The CBI review process involved the submission to the CBI of the index factsheet, methodology, list of constituents and their weightings as well as a completed checklist against the CBI index requirements.
A confirmation to the CBI of compliance of the index with the CBI requirements had to be submitted as part of the submission and also in instances where the submission was not required.

The New Index Certification Process

The guidance has introduced a self-certification regime for UCITS proposing to use an index. As before, the CBI requires a confirmation of compliance of the index with the CBI requirements. As part of the new certification process, this confirmation must now be provided by a director on behalf the UCITS management company.

The CBI has also simplified the requirement for a submission in circumstances where the weighting of a single corporate issuer in an index makes up more than 20% and up to 35% of the index. This would arise in the context of indices comprised of corporate issuers whereby the usual UCITS ‘5/10/40’ concentration limit for corporate issuers (i.e. the exposure to the same issuer cannot be more than 10% and the sum of constituents with a weighting in excess of 5% cannot be more than 40%) is exceeded. In these circumstances, the index could avail of the increased ‘20/35’ concentration limit envisaged by the UCITS rules (i.e. exposure to the same issuer cannot be more than 20% and exposure to one issuer may be raised to 35% where this is justified by exceptional market conditions). Under the guidance, the index submission in respect of ‘20/35’ indices is now limited to setting out why the market conditions justify increasing the concentration limit for investment in a single issuer to 35%. The index due diligence documentation is no longer required to be provided to the CBI as part of the submission.

Index Quality Assessments

The CBI expectations as to the information that a UCITS manager must maintain in respect of indices used by the UCITS under its management are set out in the guidance for the first time. It is made clear in the guidance that the CBI expects a UCITS manager to be in a position to demonstrate at all times that indices used by the UCITS under its management comply with the regulatory requirements. It is envisaged that the CBI would carry out spot checks and the guidance sets out the following minimum information that must be provided to the CBI upon request:
• the rationale as to how the index achieves the objective of being a benchmark for the market to which it refers;
• the methodology used to construct the index (which should be adequately described and include data on constituent selection criteria, constituent price collection procedures, asset allocation rules and guidelines for altering and re-balancing the index);
• information on index constituents and their current as well as historic weights;
• details as to how the index calculation methodology is verified;
• information should be provided on any fees embedded in the index; and
• any technical and marketing documents produced by the index sponsor.

Summary and Action Required

Notwithstanding the simplification that the new certification regime brings, UCITS managers are likely to find that not a whole lot has changed as far as the CBI review process is concerned.
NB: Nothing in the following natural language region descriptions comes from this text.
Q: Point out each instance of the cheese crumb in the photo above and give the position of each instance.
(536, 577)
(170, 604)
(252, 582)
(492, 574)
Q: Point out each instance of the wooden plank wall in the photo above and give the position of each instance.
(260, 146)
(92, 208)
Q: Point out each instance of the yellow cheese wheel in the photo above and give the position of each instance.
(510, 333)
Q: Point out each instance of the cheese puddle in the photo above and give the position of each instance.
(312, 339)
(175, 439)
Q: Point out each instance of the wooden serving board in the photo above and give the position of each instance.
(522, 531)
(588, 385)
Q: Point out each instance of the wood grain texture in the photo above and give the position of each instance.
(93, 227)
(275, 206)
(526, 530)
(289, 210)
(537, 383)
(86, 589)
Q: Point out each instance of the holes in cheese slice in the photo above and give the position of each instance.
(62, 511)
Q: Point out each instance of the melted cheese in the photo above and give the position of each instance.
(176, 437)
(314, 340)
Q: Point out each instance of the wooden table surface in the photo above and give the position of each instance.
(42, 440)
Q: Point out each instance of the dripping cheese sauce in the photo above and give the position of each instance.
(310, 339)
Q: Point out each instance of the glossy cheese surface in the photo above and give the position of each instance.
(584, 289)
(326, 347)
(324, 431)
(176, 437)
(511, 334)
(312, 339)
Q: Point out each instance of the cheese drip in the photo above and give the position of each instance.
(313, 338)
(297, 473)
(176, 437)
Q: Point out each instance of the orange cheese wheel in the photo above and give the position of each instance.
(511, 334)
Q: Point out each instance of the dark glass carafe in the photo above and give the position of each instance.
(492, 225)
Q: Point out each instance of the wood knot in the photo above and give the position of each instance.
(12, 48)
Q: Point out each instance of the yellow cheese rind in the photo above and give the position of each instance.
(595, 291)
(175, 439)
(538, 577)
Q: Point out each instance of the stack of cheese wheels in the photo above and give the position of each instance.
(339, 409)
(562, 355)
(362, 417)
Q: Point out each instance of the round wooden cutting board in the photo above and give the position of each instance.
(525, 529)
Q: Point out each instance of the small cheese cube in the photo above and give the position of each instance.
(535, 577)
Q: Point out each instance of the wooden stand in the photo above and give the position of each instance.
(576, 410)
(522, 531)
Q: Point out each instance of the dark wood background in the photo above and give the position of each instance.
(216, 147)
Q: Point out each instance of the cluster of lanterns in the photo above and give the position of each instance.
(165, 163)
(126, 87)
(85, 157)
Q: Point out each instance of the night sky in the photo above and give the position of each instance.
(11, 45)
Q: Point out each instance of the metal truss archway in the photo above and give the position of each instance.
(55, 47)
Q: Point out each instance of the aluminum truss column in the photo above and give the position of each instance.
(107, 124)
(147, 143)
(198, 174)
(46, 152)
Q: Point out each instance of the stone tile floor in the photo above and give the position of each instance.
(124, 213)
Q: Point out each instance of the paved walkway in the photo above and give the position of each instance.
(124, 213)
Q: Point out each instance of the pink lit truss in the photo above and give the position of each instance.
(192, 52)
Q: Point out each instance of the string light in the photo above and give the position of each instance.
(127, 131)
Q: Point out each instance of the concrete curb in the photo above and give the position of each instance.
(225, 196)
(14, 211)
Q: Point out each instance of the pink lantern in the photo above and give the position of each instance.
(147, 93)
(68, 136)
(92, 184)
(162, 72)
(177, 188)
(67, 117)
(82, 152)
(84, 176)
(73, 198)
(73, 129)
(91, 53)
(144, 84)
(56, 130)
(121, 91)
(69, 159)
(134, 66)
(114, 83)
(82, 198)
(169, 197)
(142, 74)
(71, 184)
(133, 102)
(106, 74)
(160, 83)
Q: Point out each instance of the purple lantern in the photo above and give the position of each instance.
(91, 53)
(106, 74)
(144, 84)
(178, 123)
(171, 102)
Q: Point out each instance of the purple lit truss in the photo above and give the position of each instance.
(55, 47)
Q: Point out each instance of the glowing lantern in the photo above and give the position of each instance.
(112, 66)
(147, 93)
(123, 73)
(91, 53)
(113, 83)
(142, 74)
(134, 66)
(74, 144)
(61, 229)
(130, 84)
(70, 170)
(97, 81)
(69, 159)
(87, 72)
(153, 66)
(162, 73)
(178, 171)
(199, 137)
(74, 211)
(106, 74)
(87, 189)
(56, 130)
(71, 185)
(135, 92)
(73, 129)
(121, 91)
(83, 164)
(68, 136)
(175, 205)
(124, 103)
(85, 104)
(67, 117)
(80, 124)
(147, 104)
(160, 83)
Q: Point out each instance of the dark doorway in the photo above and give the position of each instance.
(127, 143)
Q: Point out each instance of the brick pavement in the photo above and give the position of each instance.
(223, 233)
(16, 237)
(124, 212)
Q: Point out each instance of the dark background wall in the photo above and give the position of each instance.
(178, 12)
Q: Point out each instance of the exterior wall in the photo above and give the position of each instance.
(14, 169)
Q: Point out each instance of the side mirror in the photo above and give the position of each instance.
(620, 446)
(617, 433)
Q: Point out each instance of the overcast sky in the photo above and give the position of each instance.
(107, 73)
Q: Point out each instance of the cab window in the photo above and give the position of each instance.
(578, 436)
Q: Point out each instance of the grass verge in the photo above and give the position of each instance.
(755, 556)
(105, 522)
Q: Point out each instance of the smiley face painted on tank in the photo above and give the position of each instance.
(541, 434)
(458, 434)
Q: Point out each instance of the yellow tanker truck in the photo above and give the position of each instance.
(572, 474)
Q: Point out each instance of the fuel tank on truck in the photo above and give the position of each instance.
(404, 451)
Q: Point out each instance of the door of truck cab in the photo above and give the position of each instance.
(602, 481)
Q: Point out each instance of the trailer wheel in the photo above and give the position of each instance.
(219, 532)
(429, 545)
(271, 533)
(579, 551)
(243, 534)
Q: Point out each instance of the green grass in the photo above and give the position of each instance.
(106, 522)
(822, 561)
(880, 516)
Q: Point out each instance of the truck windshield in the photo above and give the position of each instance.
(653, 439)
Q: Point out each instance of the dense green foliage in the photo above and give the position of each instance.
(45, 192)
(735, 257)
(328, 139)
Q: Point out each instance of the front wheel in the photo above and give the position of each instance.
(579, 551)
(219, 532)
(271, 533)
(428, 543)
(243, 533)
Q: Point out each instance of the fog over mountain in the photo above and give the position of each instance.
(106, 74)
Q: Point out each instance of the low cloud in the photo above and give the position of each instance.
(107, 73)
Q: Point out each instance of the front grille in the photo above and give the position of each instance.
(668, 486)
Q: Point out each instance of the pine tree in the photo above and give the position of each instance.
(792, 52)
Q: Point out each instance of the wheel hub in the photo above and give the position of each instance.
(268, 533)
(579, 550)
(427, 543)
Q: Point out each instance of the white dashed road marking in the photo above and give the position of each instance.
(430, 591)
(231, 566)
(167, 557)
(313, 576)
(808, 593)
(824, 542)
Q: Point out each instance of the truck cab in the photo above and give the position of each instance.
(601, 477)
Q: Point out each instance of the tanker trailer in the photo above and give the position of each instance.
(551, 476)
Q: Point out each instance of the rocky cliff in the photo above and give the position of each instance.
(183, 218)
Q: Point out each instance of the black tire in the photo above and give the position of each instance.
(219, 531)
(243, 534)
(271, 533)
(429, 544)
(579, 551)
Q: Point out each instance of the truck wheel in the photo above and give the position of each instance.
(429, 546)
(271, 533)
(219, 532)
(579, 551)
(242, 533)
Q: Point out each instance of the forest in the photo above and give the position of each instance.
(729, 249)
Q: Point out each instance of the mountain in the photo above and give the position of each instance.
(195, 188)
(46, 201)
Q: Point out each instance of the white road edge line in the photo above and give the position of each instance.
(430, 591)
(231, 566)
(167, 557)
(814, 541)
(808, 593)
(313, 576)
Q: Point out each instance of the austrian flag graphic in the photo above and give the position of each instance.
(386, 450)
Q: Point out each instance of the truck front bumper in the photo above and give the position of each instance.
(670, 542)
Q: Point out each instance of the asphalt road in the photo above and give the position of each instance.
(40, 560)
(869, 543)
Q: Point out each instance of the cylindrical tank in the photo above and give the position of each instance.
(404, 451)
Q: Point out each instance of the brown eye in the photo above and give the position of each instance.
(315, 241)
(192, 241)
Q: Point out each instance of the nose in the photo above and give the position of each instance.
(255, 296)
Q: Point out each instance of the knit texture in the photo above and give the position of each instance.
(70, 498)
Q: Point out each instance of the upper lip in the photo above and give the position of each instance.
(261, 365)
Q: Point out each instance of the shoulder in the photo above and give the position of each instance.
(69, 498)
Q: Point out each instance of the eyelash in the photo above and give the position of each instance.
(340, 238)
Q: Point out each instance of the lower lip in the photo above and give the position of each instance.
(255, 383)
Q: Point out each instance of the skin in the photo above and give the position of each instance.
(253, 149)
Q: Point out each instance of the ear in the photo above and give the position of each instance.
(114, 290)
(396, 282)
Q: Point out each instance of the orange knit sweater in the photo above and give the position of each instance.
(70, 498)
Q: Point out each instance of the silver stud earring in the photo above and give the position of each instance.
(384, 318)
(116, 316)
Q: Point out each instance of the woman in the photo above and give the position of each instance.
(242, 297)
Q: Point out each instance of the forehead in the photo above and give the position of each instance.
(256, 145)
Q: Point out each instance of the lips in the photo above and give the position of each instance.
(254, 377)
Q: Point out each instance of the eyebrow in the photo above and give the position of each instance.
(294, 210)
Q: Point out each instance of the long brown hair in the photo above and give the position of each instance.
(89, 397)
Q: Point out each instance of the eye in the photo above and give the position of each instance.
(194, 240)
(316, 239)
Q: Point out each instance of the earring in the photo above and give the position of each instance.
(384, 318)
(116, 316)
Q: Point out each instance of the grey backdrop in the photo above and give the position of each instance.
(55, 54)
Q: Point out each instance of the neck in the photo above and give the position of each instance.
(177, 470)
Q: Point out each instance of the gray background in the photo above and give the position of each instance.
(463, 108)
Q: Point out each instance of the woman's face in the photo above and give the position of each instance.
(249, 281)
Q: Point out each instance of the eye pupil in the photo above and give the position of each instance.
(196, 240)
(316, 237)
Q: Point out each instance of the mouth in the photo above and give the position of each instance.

In summary, index submissions have been done away with for indices comprised of ineligible assets and have been simplified for indices that rely on the increased ‘20/35’ issuer concentration limits. A confirmation in respect of index compliance (now in the form of a certification from the management company) still has to be given for every index. The level of due diligence that UCITS managers have to carry out pursuant to the UCITS requirements on the indices they use has also not changed.

Arguably of greater note is that the CBI has formally set out its expectations as to the level of information it expects to receive at short notice from a UCITS manager in relation to the indices used by the UCITS under its management. It is now timely for UCITS managers to review the index due diligence documentation maintained by them against the CBI requirements and ensure that it is in the form that could be provided to the CBI at short notice upon request.